MMP-9 gene polymorphisms modify plasma MMP-9 levels and prognosis of patients with cardiovascular diseases [2, 9, 10]. We have shown that MMP-9 polymorphisms and haplotypes (combinations of genetic markers) affect plasma MMP-9 levels in obese children and adolescents [11]. However, no study has tested the hypothesis that MMP-9 haplotypes are associated with obesity and affect plasma MMP-9 levels in obese adults. It is possible that obese subjects carrying specific MMP-9 genotypes or haplotypes may have different plasma MMP-9 levels. We focused here on three functional polymorphisms in the MMP-9 gene: C-1562T (rs3918242), Q279R (A>G, rs17576) and R668Q (G>A, rs17577), which modify MMP-9 expression or activity [10, 12, 13] and have been associated with cardiovascular diseases [2, 9, 14].

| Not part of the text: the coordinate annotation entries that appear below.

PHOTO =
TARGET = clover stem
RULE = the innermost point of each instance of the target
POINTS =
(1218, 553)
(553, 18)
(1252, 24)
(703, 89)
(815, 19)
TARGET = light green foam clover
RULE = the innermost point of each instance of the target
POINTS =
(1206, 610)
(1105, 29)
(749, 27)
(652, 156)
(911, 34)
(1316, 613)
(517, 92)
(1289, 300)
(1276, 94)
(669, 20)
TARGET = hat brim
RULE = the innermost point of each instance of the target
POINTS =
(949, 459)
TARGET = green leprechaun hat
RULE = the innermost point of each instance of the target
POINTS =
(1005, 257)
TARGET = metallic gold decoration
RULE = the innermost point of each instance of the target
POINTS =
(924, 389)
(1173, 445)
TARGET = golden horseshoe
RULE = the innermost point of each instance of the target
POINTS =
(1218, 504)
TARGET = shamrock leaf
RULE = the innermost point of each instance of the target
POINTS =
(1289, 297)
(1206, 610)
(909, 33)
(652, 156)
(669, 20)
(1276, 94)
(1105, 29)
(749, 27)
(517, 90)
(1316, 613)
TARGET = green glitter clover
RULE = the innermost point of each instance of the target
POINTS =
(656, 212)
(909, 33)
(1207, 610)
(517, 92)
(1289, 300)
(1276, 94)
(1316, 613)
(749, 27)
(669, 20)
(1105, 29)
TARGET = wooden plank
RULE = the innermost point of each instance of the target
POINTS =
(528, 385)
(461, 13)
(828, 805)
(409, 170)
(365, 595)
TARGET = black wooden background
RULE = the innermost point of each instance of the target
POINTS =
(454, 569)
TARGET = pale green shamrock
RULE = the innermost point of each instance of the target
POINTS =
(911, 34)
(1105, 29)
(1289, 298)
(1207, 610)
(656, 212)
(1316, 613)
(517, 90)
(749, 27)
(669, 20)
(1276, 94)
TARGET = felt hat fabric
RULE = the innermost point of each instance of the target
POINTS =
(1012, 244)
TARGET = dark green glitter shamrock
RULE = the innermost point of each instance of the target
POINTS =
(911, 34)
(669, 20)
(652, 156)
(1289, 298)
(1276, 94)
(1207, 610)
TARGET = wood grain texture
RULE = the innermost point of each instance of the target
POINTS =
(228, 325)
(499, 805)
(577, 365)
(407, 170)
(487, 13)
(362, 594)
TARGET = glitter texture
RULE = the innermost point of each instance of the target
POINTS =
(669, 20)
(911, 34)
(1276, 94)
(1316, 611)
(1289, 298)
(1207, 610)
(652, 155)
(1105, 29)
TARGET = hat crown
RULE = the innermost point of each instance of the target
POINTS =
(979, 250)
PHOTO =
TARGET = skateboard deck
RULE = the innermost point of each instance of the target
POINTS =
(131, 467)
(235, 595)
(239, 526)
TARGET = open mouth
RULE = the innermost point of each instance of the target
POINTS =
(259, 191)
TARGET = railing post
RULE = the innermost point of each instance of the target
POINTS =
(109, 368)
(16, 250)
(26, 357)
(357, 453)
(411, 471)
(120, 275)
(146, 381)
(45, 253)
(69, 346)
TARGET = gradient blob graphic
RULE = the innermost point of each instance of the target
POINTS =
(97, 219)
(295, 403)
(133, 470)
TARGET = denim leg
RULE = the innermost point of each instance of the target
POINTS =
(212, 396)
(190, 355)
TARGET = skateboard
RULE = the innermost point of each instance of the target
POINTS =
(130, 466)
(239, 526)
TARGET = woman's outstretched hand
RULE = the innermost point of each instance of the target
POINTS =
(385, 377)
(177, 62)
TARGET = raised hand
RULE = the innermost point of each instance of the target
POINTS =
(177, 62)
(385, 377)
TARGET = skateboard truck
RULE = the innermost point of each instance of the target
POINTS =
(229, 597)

In the present study, we aimed at comparing the plasma levels of MMP-9 and TIMP-1, as well as the MMP-9/TIMP-1 ratios, in subjects with normal weight with those found in obese subjects and in obese subjects with ≥3 metabolic risk factors (MRFs). We then examined whether the MMP-9 polymorphisms and haplotypes are associated with the susceptibility to obesity, and whether they affect plasma MMP-9 levels in obese subjects.
Materials and methods
Subjects
This study was approved by the Institutional Review Board at the Santa Casa de Belo Horizonte, Brazil, and subjects gave written informed consent. Subjects with obesity were recruited from the Department of Obesity, Center of Medical Specialties of Minas Gerais, Belo Horizonte, Brazil, and the control group consisted of 105 subjects recruited from the local community. Subjects with body mass index ≥18.5–24.9 kg/m2 were considered as having normal weight, and obese subjects were defined as having body mass index ≥30 kg/m2 [15]. Systolic blood pressure (SBP) and diastolic blood pressure (DBP) were measured at least three times from all subjects with the use of an automatic BP device. The individuals were considered hypertensive if their SBP or DBP was >140 or >90 mmHg, respectively, or were on antihypertensive therapy.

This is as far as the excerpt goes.